This, of course, is not the only reason i’ve been feeling sombre… i’m not sure really what it is, but part of it is being reflected in my being torn between two Omake ideas. One of them is not unlike Grand Theft Colo (tho it is quite different) - the same kinda no holds bared kinda thing that i like to do sometimes. A little wacky, a little disturbing, a little crazy. People like them well enough. The problem is, i have another idea, and its far more serious, and sombre, and thats the one i want to do… i’m just not sure i could get away with it.

I might do it anyway, because the Omake really is more about me getting a short release from the bonds of the MT story and the major structures it has. A release from that doesnt mean i have to do crazy things, it just means i have to do things that stretch muscles that i haven’t stretched in a while… and i suppose i have a desire to follow my nose.

The positive thing, however, is that for some reason i’m drawing a lot. I’ve been sketching and drawing a LOT, and that’s a good thing. I suppose i’m, as usual, turning to the one thing that lets my emotive ideas seep out into something tangible… and its something that just happens.

- pirotunes: Paxahau: Paxahau… Detroit’s Electronic Music Resource -

52 Responses to “not feeling very funny”

  1. DGallandro says:

    Fred,

    You, like most true artists, expose much of your psyche in your art; It’s not for those who enjoy your art to dictate it; That’s not how it works. I think you know this. While many of us appreciate the explanation, I can honestly say I don’t require one. I simply accept that you will draw what you want, when you want, and I will be able to enjoy it here when you’re ready.

    A very introspective point for you regarding your creative process; I think you dwell upon your own perceived shortcomings too much.
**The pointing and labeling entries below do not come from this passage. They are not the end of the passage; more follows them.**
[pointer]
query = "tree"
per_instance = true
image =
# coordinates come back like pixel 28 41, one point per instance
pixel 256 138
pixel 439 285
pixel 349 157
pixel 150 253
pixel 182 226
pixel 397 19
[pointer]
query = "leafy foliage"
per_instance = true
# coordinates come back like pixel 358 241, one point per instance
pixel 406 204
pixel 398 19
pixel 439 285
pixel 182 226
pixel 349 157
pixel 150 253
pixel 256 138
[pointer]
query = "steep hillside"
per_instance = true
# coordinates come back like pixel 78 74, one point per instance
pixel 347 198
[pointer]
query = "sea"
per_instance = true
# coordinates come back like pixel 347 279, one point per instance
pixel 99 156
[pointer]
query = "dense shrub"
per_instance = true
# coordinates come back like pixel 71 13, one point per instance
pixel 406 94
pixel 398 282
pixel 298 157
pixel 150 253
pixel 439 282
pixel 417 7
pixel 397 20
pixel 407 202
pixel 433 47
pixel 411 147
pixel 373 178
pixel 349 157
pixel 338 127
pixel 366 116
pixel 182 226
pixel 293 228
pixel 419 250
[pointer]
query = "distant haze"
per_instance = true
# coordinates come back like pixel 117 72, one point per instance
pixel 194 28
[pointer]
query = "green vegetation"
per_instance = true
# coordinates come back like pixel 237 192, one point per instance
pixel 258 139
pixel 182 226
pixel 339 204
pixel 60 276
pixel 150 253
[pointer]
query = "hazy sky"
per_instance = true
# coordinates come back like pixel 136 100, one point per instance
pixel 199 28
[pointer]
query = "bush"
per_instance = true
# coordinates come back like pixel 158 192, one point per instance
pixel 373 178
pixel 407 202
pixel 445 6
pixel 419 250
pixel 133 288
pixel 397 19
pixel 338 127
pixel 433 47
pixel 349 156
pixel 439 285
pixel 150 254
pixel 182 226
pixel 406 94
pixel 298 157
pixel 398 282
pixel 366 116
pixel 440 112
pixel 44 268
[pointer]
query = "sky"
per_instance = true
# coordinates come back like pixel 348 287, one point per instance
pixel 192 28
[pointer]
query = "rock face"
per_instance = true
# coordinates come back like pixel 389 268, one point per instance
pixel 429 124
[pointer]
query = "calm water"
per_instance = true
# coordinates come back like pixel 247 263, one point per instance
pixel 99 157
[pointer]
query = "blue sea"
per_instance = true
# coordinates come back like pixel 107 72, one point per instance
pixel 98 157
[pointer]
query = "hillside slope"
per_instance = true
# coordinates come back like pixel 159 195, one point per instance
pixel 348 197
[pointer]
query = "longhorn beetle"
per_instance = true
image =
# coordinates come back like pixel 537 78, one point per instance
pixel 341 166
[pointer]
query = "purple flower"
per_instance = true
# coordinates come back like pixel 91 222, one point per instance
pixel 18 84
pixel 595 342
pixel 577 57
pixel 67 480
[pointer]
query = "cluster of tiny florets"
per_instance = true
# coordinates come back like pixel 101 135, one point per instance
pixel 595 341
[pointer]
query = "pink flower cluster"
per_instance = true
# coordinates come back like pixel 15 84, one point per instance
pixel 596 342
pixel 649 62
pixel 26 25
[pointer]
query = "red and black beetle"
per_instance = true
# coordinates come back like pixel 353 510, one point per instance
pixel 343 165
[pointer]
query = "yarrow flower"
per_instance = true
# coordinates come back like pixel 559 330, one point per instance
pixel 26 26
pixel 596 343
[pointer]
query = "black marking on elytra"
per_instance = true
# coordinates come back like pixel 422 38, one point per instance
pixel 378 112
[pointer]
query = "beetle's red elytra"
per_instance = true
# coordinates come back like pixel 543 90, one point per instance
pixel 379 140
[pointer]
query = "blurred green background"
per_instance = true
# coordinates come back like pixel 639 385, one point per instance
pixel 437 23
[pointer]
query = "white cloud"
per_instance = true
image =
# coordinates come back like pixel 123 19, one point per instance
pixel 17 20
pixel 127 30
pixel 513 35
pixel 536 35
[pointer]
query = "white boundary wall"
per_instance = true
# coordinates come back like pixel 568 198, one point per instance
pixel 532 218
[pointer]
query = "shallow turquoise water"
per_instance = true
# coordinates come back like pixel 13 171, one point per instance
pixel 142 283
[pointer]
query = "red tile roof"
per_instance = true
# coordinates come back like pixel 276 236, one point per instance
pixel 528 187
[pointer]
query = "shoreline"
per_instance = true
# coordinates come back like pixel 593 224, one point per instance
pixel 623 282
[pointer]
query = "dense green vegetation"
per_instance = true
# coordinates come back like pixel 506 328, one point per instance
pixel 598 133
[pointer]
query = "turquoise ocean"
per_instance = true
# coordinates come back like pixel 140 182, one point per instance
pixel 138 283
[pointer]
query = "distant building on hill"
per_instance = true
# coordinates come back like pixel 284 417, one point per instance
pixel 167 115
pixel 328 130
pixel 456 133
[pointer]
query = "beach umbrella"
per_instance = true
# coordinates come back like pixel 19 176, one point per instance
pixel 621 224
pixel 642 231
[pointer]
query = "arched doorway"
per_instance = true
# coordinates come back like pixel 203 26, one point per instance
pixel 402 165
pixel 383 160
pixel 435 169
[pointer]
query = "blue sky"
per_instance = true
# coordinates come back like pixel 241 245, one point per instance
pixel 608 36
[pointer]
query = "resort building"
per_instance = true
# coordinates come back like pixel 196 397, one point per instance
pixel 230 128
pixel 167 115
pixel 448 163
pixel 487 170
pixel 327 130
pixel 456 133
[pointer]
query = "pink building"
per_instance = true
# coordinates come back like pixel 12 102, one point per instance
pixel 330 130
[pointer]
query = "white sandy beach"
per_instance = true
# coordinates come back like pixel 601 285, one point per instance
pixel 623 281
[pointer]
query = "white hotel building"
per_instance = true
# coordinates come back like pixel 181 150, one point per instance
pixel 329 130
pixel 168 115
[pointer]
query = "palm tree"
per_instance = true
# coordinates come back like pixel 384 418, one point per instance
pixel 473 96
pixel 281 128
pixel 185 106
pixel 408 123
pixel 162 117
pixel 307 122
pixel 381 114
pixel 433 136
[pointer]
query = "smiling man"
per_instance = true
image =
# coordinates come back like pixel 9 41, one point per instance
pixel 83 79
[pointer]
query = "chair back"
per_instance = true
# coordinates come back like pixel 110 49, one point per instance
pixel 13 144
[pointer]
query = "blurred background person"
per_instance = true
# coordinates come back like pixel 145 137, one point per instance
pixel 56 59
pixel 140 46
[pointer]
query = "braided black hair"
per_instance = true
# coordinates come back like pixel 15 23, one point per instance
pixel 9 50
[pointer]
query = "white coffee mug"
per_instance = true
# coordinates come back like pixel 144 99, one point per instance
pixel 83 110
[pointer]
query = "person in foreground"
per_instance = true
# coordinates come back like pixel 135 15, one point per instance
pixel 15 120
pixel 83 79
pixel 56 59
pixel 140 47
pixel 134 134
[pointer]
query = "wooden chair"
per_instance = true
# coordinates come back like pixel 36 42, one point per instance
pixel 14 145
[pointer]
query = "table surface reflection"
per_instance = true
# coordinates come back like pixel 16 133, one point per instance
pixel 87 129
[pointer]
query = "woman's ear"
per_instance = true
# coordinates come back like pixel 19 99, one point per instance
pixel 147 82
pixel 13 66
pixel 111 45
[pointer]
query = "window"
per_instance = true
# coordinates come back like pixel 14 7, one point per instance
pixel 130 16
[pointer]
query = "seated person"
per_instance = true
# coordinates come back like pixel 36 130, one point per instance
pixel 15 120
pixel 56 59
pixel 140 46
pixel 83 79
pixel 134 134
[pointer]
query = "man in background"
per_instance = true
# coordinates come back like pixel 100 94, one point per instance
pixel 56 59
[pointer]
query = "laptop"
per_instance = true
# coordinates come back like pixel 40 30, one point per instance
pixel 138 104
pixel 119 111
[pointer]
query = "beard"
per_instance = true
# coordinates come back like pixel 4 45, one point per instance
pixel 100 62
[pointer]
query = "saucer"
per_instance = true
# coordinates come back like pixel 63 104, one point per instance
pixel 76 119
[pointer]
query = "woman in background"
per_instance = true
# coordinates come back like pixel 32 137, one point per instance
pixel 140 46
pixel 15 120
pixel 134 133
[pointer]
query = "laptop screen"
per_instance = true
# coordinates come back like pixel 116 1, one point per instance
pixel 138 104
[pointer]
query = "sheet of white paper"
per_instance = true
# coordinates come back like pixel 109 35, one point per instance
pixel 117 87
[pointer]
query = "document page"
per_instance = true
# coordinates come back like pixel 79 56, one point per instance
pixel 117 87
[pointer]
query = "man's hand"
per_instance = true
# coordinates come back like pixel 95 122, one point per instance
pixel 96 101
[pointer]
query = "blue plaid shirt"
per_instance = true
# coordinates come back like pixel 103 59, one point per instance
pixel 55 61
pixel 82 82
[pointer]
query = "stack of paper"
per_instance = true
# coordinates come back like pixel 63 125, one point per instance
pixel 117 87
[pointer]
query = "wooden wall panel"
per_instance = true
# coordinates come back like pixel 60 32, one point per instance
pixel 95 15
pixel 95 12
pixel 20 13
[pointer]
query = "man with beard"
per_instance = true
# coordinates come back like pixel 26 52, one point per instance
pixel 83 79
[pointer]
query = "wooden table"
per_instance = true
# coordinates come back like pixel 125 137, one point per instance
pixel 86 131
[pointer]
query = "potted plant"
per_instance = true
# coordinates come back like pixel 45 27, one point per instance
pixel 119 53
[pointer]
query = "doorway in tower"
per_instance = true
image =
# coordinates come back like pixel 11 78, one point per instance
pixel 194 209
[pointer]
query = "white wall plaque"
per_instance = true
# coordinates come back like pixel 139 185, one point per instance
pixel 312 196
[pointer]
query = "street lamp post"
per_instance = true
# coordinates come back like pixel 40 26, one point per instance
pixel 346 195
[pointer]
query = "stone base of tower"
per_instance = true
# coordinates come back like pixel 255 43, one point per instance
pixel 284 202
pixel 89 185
If this is an active part of your creative process, then I apologize. If it is not, can I offer you a reassurance?

    Many writers haven’t the slightest clue about where their story is going until it gets there. I’m not talking about a commercial, formula writer, who has an outline and a set path, and who does a bunch of preliminary work before just connecting the literary dots…

    …I’m talking about the true artist who works In The Now, putting together a sensory gestalt from his own mind, onto paper or whatever medium he chooses, for his own satisfaction, for others to interpret and relate to as they desire.

    Relax. Not all of us have MTV attention spans. You gotta get your stuff together for a couple of days? No worries. I’m gonna crack a sixpack and watch the hurricane go by.

    We’ll still be here.

    Another tortured writer,

    DG (PS: When I wrote this, it had paragraphs — apparently I am not computer savvy enough to make this particular nuance translate well to the post. Apologies.)

  2. Queso says:

    Best wishes to your sister and the rest of your family, Fred.
    Also, do what you think is right. All of your readers will understand.
    Heck, we’ll enjoy anything you have to dish out to us.